The lame foundation sire
by Lisa Harkema
The colt had talent, but had inherited his sire’s poor feet and was rushed too early to the races and as a result barely raced because of his lameness. Showing exceptional speed, his new owner decided to gamble on the six-year-old colt at stud. Virtually everybody thought it was a ridiculous folly of judgment. However, John Shults had the last laugh as Axworthy turned out to be one of the foundation sires of the standardbreds.
The story of Axworthy starts with the syndication of his sire Axtell in 1889, which was headed by John Conley of Chicago.

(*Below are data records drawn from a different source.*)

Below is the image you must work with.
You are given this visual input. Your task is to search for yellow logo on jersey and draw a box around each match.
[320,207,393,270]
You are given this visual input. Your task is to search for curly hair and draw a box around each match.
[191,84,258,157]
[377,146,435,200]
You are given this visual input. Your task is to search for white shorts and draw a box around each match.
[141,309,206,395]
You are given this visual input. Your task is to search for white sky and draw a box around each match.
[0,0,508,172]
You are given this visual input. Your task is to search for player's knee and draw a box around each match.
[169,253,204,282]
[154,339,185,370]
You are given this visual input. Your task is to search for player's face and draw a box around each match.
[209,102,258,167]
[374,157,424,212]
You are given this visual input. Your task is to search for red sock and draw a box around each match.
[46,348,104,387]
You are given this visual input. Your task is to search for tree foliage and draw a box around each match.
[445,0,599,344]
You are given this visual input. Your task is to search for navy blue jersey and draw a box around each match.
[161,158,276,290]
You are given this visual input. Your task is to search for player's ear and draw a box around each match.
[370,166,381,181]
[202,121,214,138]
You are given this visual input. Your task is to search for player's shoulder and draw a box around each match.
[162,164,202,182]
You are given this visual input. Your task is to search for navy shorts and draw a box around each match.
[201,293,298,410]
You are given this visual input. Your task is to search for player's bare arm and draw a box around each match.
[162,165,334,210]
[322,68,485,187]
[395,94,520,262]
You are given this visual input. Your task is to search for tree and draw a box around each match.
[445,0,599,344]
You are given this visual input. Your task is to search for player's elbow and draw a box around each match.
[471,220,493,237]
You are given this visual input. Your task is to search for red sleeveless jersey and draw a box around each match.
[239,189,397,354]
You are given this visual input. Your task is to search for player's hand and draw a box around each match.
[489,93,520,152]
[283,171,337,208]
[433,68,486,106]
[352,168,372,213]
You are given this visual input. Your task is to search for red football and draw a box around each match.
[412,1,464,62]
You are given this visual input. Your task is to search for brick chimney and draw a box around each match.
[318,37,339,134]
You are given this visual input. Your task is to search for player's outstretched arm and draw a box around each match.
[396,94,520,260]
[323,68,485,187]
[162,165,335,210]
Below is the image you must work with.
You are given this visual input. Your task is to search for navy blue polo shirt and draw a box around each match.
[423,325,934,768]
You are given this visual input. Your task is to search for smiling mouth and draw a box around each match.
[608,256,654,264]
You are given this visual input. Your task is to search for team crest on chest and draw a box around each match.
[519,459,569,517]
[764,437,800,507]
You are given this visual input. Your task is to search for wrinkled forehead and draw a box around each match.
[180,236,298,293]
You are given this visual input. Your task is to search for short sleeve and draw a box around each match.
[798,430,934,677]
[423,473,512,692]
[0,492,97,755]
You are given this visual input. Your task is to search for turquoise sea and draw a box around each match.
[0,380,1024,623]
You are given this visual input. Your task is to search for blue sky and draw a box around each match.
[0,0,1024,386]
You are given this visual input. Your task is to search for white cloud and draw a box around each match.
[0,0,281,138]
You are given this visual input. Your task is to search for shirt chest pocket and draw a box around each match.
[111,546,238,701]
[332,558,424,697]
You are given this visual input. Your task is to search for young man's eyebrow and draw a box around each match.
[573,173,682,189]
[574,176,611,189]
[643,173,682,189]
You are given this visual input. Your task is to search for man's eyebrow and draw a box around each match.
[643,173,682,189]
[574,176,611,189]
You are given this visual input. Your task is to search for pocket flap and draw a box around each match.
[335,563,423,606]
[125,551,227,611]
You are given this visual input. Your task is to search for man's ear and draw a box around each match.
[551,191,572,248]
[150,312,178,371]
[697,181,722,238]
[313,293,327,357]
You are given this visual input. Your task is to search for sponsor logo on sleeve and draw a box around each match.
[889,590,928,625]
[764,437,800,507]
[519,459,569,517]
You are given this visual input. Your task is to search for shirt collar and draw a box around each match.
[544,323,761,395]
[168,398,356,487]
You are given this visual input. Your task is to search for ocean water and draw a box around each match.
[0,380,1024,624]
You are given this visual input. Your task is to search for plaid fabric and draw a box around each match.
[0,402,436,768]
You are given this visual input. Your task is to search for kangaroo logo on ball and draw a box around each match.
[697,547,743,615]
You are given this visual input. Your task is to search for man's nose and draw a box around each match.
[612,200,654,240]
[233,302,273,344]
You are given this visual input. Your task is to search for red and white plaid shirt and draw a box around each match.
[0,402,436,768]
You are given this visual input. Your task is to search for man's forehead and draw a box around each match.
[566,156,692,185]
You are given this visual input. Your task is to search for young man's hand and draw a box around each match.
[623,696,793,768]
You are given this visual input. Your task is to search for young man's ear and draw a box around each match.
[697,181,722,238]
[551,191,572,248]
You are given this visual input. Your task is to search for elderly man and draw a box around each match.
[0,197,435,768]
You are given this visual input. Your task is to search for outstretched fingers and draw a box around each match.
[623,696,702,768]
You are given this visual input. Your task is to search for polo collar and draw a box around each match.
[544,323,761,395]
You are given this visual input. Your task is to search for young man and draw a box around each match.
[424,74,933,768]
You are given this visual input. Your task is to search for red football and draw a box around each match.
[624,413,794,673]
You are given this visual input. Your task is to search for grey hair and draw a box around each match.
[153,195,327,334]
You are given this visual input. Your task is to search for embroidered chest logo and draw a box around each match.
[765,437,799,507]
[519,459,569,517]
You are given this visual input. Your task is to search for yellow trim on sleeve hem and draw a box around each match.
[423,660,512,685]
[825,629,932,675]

One of his friends was Alfred B. Darling of New York City, owner of the famous Fifth Avenue Hotel as well as the Darlington stud farm in New Jersey. Several years prior, Darling had acquired Old Daisy, a grey mare of unknown origins known for tremendous speed as a road horse. He resorted to breeding the mare to the best stallions. Old Daisy was first bred to the very fast Strideaway. The resulting mare, Young Daisy, was deemed so valuable she went straight into the broodmare band at the farm and bred at 3.
In 1873 Darling bought the three-year-old Kentucky Prince, a paternal grandson of Mambrino Chief and whose pedigree had a mix of Morgan and thoroughbred blood without a trace of Hambletonian. The horse was sold five years later and ended up at the famous Stony Ford farm, where he would prove his worth as a sire of speed. Though the stallion was gone, Darling had kept several of his daughters. One was the 1876 filly Marguerite, whose dam was Young Daisy. Come 1890, Marguerite was one of two mares sent from the Darlington farm to Indiana to be bred to Axtell. So pleasing were the foals that Marguerite actually had seven foals by Axtell. The first foal died at two, while of the remaining six, five took records.